Let’s review the design of the Redis multi-threaded network model.
- Multi-threaded network I/O using I/O threads, where I/O threads are only responsible for network I/O and command parsing, and do not execute client commands.
- Implement a lock-free multi-threaded model using atomic operations + interleaved access.
- Isolating the main process from other sub-processes by setting CPU affinity, so that the multi-threaded network model can maximize performance.

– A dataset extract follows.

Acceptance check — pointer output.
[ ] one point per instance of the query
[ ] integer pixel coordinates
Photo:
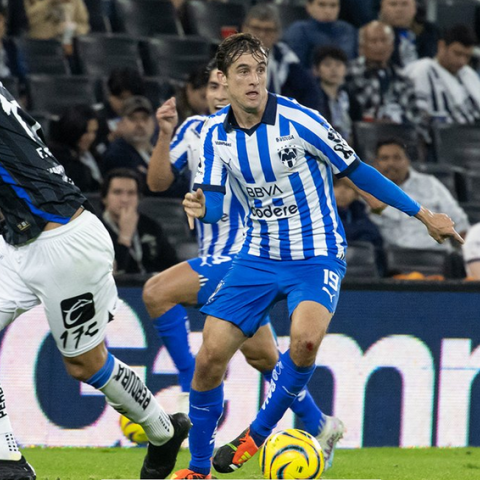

After reading through this article, I believe that readers should be able to understand the various technologies involved in the computer domain to implement a good network system: design patterns, network I/O, concurrent programming, operating system underlays, and even computer hardware. It also requires a careful approach to project iteration and refactoring, and deep thinking about technical solutions, not just the hard part of writing good code.